The US crew aboard the US Air Force WC-135 characterized the move as “unprofessional,” according to the statement from Air Force Lt. Col. Hodge.
“While we are still investigating the incident, initial reports from the US aircrew characterized the intercept as unprofessional. The issue is being addressed with China through appropriate diplomatic and military channels,” Hodge said.
Earlier, a US official told CNN the Chinese jets came within 150 feet of the US plane, with one of the Su-30s flying inverted, or upside down, directly above the American plane.
However, Chinese officials disputed that claim Saturday, saying the “US version of the event is inaccurate.”
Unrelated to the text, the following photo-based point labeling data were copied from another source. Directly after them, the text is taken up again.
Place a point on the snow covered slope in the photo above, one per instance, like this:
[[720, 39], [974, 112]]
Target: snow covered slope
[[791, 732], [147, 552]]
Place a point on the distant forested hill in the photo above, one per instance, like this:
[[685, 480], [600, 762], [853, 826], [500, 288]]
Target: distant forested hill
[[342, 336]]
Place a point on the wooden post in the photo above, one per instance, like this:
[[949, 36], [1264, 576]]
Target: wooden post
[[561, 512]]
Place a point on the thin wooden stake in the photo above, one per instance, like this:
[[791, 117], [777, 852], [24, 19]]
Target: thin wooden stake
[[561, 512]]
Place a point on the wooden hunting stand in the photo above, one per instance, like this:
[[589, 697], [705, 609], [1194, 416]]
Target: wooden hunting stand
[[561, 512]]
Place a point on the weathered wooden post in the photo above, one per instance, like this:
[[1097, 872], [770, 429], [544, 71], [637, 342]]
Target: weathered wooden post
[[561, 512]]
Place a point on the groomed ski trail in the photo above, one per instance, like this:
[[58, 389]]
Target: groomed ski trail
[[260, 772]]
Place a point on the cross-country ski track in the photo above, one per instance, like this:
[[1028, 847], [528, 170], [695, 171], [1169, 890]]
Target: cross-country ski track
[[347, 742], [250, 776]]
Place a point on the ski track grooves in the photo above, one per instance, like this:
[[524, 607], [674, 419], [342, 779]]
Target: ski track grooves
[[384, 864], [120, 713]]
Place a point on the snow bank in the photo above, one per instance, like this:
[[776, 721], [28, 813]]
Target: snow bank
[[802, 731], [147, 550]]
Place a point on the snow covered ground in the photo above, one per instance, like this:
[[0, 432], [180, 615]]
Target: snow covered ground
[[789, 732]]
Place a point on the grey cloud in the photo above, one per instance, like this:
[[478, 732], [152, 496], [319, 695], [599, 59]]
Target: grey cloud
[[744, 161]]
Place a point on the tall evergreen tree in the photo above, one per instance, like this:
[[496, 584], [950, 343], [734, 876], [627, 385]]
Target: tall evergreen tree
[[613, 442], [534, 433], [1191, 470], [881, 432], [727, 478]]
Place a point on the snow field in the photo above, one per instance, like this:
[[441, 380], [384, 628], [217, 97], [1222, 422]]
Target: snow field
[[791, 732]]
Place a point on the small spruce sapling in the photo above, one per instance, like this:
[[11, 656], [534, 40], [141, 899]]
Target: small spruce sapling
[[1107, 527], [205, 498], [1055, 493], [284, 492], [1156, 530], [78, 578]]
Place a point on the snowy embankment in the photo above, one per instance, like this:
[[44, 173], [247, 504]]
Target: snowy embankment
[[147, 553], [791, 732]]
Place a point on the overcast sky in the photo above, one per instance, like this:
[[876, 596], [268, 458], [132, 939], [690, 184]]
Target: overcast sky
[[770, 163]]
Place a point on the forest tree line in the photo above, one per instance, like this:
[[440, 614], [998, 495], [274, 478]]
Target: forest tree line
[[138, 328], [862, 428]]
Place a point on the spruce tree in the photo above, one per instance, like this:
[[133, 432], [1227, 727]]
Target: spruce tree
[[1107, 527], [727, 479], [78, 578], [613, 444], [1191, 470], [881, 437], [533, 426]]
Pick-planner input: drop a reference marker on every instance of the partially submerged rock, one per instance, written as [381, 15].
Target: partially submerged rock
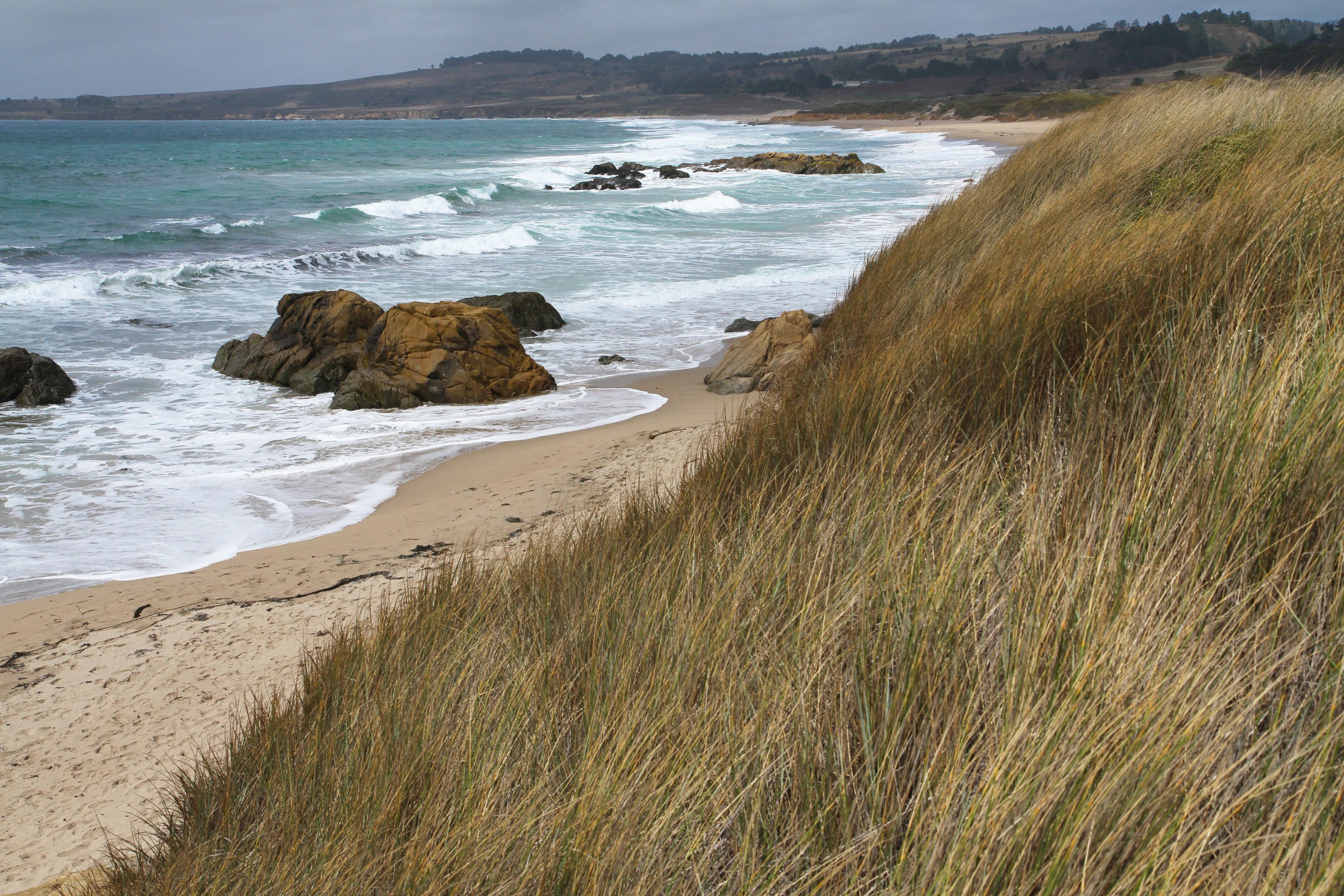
[527, 312]
[312, 346]
[776, 347]
[795, 163]
[742, 326]
[31, 381]
[609, 183]
[413, 354]
[441, 354]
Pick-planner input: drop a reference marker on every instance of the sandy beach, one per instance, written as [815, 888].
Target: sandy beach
[1006, 133]
[107, 690]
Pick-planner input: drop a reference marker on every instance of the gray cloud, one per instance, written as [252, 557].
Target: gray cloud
[66, 48]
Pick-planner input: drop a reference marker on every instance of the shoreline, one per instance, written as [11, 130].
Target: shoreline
[104, 696]
[999, 133]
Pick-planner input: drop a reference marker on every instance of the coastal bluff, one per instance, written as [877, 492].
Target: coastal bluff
[411, 355]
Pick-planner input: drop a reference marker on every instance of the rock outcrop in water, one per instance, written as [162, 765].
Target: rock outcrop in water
[31, 381]
[312, 346]
[796, 163]
[411, 355]
[777, 346]
[527, 312]
[441, 354]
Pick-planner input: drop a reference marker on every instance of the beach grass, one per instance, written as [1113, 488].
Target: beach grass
[1033, 585]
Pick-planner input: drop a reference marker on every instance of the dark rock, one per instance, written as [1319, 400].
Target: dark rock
[33, 381]
[311, 347]
[796, 163]
[609, 183]
[525, 311]
[14, 369]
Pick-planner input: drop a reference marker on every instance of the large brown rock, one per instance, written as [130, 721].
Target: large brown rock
[314, 344]
[796, 163]
[775, 348]
[441, 354]
[31, 381]
[411, 355]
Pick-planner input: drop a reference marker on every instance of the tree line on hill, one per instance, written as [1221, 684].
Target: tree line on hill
[1105, 50]
[1322, 51]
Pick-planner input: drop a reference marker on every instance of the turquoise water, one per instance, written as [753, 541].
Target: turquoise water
[194, 230]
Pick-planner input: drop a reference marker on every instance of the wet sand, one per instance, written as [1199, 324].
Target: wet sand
[108, 690]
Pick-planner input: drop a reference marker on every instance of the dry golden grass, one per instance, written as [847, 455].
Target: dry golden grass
[1033, 586]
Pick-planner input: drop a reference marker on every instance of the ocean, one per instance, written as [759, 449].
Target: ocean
[130, 252]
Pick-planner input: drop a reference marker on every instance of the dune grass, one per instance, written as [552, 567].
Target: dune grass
[1031, 586]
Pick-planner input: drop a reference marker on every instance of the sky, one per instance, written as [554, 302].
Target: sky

“On May 17, a US surveillance plane was conducting surveillance in China’s Yellow Sea airspace. Chinese military aircraft identified and verified the US plane in accordance with law and regulations. Their operations were professional and safe,” said China’s Defense Ministry spokesman Senior Col.
“The frequent close-in surveillance by US military ships and aircraft is the root cause to the issue of China-US military safety at sea and in the air. We hope the US side will stop such surveillance activities to avoid such incidents from happening again.”
Wednesday’s incident was the second between US and Chinese planes this year.
In February, US defense officials said there was an “unsafe” close encounter between a US Navy P-3 Orion aircraft and a Chinese surveillance aircraft over the South China Sea.
In that incident, a US official told CNN the US Navy plane had to alter course to ensure there wasn’t a collision with what one official said was a People’s Liberation Army Air Force KJ-200. The planes came within 1,000 feet of each other, US officials said.
After the February incident, US officials said close encounters between US and Chinese forces are extremely rare, with no such incidents in 2015 and two in 2016.
Dubbed the “Constant Phoenix,” the four-engine WC-135 jet looks for distinctive elements a nuclear test of any type would emit into the air. The collected samples can be analyzed to determine exactly what occurred.
The WC-135 has been regularly deployed on routine missions in Northeast Asia, according to the US official. The planes have been used in the past to gather evidence of possible nuclear tests by North Korea. The Air Force has two of the WC-135 jets that operate out of Offutt Air Force Base in Nebraska.